According to Reggie, they met an ambassador from outer space, decked out like a 1950s B-Movie alien, who had some bad news for Earth. He makes his entrance by awkwardly riding an escalator down from his ship, an image obviously evoking Donald Trump's often-mocked escalator ride at the very start of his presidential campaign (not to be confused with this, much different, escalator ride). The alien then follows this subtle parody with something a bit more overt, declaring that the "Intergalactic Union of Sentient Beings from all Known Universes and Beyond" are building a wall to keep humans from escaping their solar system.
According to the alien, the wall will be "beautiful, albeit invisible," and will incinerate any probe attempting to venture beyond the celestial border. The alien rationalizes this decision by paraphrasing Donald Trump, stating that Earth is "not sending us your best people. You're bringing drugs, you're bringing crime, you're rapists," which is extremely close to what the president said – out loud and in public – of Mexican immigrants. As the alien returns to his ship and begins the escalator ride back up into the craft, he pantomimes pressing buttons and proclaims, in a direct quote of President Trump, "Bing bing, bong bong bing."
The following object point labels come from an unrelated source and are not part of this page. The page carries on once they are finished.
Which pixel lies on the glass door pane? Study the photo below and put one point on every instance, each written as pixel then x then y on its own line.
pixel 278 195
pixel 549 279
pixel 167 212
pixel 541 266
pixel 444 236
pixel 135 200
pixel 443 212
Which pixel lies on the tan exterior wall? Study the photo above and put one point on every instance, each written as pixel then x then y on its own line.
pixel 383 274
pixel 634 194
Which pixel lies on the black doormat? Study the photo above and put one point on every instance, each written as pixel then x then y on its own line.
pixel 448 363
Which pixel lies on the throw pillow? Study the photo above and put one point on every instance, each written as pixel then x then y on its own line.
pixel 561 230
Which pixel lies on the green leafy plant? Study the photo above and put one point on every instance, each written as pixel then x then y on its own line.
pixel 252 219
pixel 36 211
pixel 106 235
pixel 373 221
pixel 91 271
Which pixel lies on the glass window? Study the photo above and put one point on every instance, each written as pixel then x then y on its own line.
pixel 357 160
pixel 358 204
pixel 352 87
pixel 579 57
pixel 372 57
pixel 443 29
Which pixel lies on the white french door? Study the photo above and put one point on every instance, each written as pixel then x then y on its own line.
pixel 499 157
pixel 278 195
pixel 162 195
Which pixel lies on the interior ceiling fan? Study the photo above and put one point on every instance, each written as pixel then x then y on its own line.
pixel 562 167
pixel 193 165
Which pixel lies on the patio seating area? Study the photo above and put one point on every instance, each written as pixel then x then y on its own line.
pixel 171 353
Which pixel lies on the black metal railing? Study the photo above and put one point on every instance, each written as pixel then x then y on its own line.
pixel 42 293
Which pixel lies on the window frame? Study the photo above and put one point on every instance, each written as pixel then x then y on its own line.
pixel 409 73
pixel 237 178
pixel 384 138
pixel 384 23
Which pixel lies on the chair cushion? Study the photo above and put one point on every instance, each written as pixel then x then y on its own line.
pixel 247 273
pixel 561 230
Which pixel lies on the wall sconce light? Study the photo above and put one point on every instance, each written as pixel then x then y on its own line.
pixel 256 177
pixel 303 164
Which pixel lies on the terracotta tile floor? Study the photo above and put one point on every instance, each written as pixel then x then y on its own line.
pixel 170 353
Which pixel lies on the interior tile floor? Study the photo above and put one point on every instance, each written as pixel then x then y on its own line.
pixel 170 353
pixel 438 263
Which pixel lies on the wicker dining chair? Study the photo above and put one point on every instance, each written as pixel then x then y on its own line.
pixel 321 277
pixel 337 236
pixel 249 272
We're Not Alone In The Universe... But Nobody Likes Us
As the episode comes to a close, Agent Scully, when confronted with the opportunity to return to the nostalgia of her childhood, in the form of a package of long-lost Goop-O ABC (not to be confused with Jell-O 123), she opts not to tarnish the memories of her youth, musing, "I want to remember how it was. I want to remember how it all was." Good and bad, the past is in the past, and it can't be recaptured or made new again. Scully can't recapture her childhood by eating a carcinogenic dessert snack, just like there's no way to "Make America Great Again" by electing a reality TV show host to the highest office in the country.
Perhaps Scully's contentedness in leaving her Goop-O uneaten is a subtle nod to Gillian Anderson's decision to retire from The X-Files for good, and a commentary on season 11's controversial storyline involving William's true father, which shocked many fans and caused some to declare The X-Files ruined forever.
The Mandela Effect is rooted in nostalgia, and Donald Trump's "Make America Great Again" promise is rooted in a similar wistful melancholy over days gone by, but The X-Files managed to sum it all up in one of the best hours of television the series has yet produced. Simultaneously jolly and grim, cynically defeatist and yet brimming with the possibilities of an unwritten future, "The Lost Art of Forehead Sweat" is a bittersweet episode which encapsulates the sorry state of America in 2018 and her incompetent, possibly criminal leader, while also offering a dash of optimism towards the future – and indulging in just a little bit of crowd-pleasing nostalgia to remember the past.